If you like the espionage novelist John le Carré, you’ll enjoy Our Kind of Traitor opens today. It’s a robust thriller with a funny yet powerful performance by Stellan Skarsgård.

Also in theaters:

  • Love & Friendship – a sharply witty adaptation of a Jane Austen story with an adept turn by Kate Beckinsale.
  • The Nice Guys – Ryan Gosling and Russell Crowe in a very funny mismatched buddy movie from the creator of the Lethal Weapon franchise.
  • Julianne Moore, along with supporting players Bill Hader and Maya Rudolph, shine in the amiably satisfying little romantic comedy Maggie’s Plan.
  • Finding Dory doesn’t have the breakthrough animation or the depth of story that we expect from Pixar, but it won’t be painful to watch a zillion times with your kids.

My DVD/Stream of the Week is the quietly engrossing drama 45 Years, a movie on my Best Movies of 2015 list with an enthralling Oscar-nominated performance by Charlotte Rampling. 45 Years is available to rent on DVD from Netflix and Redbox and to stream from Amazon, iTunes, Vudu, YouTube and Google Play.

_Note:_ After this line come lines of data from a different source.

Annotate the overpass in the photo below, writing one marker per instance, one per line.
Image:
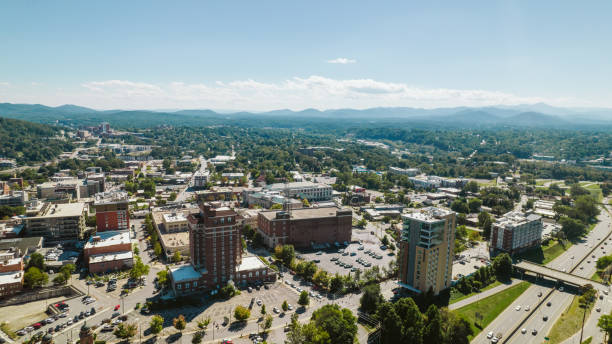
(543, 271)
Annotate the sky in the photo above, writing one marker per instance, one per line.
(266, 55)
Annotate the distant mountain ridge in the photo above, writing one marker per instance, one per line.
(490, 116)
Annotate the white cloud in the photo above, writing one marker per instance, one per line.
(295, 93)
(342, 60)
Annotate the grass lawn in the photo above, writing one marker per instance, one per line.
(545, 253)
(458, 296)
(596, 277)
(490, 307)
(568, 324)
(595, 191)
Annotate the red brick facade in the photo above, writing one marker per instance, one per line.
(215, 245)
(112, 217)
(317, 226)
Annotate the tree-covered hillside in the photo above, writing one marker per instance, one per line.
(28, 142)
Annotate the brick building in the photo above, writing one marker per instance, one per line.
(516, 231)
(112, 211)
(11, 275)
(109, 251)
(427, 245)
(216, 253)
(305, 227)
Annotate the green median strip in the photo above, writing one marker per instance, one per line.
(458, 296)
(569, 323)
(490, 307)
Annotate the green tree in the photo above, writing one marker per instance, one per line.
(371, 298)
(203, 323)
(125, 330)
(340, 324)
(474, 204)
(267, 322)
(336, 284)
(177, 257)
(33, 277)
(241, 313)
(197, 338)
(162, 278)
(502, 266)
(139, 269)
(432, 333)
(179, 323)
(156, 324)
(304, 299)
(36, 260)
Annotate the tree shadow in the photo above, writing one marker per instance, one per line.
(237, 326)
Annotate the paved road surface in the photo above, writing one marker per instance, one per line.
(509, 318)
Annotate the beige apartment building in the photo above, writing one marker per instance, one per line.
(427, 250)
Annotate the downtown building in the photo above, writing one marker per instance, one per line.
(427, 245)
(216, 254)
(516, 231)
(112, 211)
(306, 227)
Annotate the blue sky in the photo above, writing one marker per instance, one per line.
(263, 55)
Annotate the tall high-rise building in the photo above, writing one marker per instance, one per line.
(112, 211)
(215, 245)
(427, 250)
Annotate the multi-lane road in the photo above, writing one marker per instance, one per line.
(571, 261)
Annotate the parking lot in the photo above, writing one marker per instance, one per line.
(363, 253)
(472, 259)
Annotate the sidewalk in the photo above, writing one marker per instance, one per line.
(482, 295)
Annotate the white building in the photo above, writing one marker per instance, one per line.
(308, 190)
(516, 231)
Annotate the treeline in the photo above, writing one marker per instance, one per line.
(28, 142)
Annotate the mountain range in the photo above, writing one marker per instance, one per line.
(536, 115)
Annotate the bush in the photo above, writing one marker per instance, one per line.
(241, 313)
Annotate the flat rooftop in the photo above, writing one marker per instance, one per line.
(516, 218)
(174, 217)
(306, 213)
(429, 214)
(10, 277)
(109, 257)
(64, 210)
(109, 238)
(175, 239)
(251, 263)
(184, 273)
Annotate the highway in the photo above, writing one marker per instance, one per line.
(510, 318)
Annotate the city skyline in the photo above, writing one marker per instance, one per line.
(260, 57)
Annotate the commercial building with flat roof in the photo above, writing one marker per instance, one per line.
(427, 245)
(58, 222)
(112, 211)
(305, 227)
(109, 251)
(216, 253)
(308, 190)
(516, 231)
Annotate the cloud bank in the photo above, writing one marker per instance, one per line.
(342, 60)
(295, 93)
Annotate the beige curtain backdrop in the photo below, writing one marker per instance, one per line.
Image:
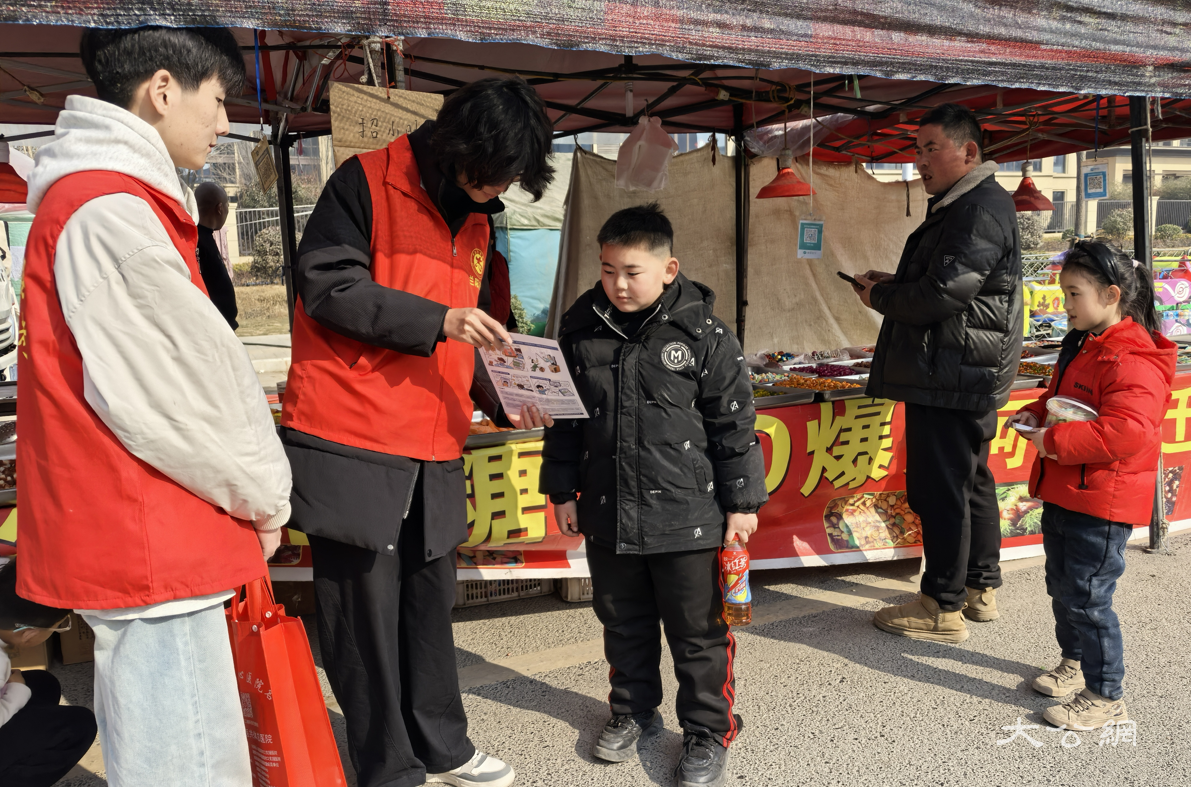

Set your DVRs for Turner Classic Movies next Friday, July 7, as TCM explores “America in the 70s” with four of the best films EVER – All the President’s Men, The Candidate, Network and The Conversation –  along with the time capsule thriller Klute (after which 15% of all American women changed their hairstyles to mirror Jane Fonda’s “shag”).

Jane Fonda in KLUTE
Jane Fonda in KLUTE

DVD/Stream of the Week: 45 YEARS – you can’t unring the bell

Tom Courtenay and Charlotte Rampling in 45 YEARS
Tom Courtneay and Charlotte Rampling in 45 YEARS

Here’s a movie on my Best Movies of 2015 list with an enthralling Oscar-nominated performance by Charlotte Rampling. In the quietly engrossing drama 45 Years, we meet the married couple Geoff (Tom Courtenay) and Kate (Rampling), a well-suited pair who share each others’ values sensibilities and senses of humor. They are planning a party to mark their 45th anniversary when Geoff learns that the body of his previous girlfriend (killed in a mountain climbing accident 47 years ago ) has been found preserved in ice. He is knocked for a loop, and then slides into complete shock. He becomes brooding, even obsessed about his old flame and his youth.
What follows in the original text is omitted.